Helena, assise à une table, ne pouvait s'empêcher de sourire aux exagérations de sa sœur. Elle était à présent parfaitement sèche. Elle écrivait à sa sœur aînée.
Ma Chère Anna, 1 septembre 1939, Warszawa, Polska
Les mots me manquent pour te dire comme ton absence m'attriste.C'est tellement moins drôle sans toi. Enfin, disons plutôt que je suis seule à pouvoir profiter des humeurs et caprices amusants de Magda. Tu lui manques énormément aussi. Elle est en train de se plaindre à maman en ce moment, encore une histoire de cœur. Décidément cupidon s'acharne vraiment sur elle, mais refuse de piquer en sa faveur. Elle est tellement adorable. Tu l'aurais vu en train d'attirer l'attention de son dulciné, c'était à mourir de rire. A chaque fois, elle attirait l'attention de quelqu'un d'autre, en l'occurence celle de tout le monde sauf la sienne. Pauvre petit cœur amoureux. En parlant d'amour, comment va la petite Ewelina ? Il faut vraiment que tu m'envoies encore une photo d'elle, et qu'on prévoit enfin une date pour que vous veniez nous rendre visite. On se languit tellement de vous voir. Tiens, d'ailleurs Magda m'harcèle pour écrire quelques mots. Quel bout de femme !

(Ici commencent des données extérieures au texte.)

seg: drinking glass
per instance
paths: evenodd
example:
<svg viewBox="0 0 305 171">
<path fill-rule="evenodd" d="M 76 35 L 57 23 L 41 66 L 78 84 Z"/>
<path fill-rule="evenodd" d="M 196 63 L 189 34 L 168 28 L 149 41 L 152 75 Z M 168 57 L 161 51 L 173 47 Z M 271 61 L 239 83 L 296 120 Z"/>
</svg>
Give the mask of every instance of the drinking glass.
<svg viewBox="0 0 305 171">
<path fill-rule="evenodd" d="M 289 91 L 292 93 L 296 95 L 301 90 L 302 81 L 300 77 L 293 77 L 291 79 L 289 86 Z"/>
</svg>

Anna ! Je vois que Lena a eût le temps de te pondre tout les potins, d'habitude le commérage c'est ma tasse de thé. Quand Lena disait que vous pouviez venir, on peut très bien faire dans l'autre sens, j'ai toujours voulu visiter Londres ! Puis ce serrait l'occasion de faire les magasins et de voir comment tu vis. Lena nous a parlé de tes nausées, et je doute fortement que ce soit comme ton médecin te la dit, une intoxication alimentaire. A mon avis, Piotr y est pour quelque chose et toi tu risques d'encore te casser la voix dans neuf mois. Enfin bon, on t'a à l'oeil, je t'embrasse fort soeurette parce que Helena me chasse à coup de baisers compulsifs.
Tu sais donc à présent les rumeurs qui circulent à ton sujet. Il faudrait que tu fasses un test pour vérifier et tiens nous au courant. Je croise les doigts pour que ce soit un garçon. Mais si je t'écris c'était pour te parler d'autre chose. Je vais peut être partir au cour de l'année prochaine à l'étranger pour pratiquer les langues et je ne sais pas encore si je préfère la France, l'Angleterre ou encore l'Allemagne...
« Nous interrompons cette émission pour communiquer une nouvelle des plus inquiétantes... »
Helena cessa d'écrire portant un regard intrigué sur son père qui paraissait aussi surpris qu'elle. Que pouvait bien s'être t-il encore passer pour interrompre une radio locale si tard dans la nuit ? Sûrement, prévenir que l'orage allait être encore plus violent qu'il ne l'était et qu'il valait mieux trouver un abri, rien de plus...
Les signes avaient pourtant été nombreux. On avait jeté les évidences à leurs pieds, les mises en garde, on l'avait crié en discours vénéneux, plein de haine, les discours d'Hitler. Eux les avaient regardé sans les voir, eux les avaient entendu sans les écouter. Mein Kampf. 1935, les lois de Nuremberg, mariages entre juifs et allemands proscrits, restriction de la liberté des juifs, certaine activités proscrites, citoyenneté allemande retirée, 1938, nuit de cristal massacre des magasins juifs...
« L'armée allemande a envahi le pays, après les efforts vains que nos troupes ont déployé afin de résister. Notre pays est en guerre... »
Evidence ultime. Il était déjà trop tard.
Helena n'avait pas tort, la tempête allait prendre une tout autre dimension, une dimension que personne n'aurait pu prévoir ou que personne n'avait voulu voir.
-Je crois que je vais laisser tomber l'Allemagne, murmura-t-elle pour elle-même.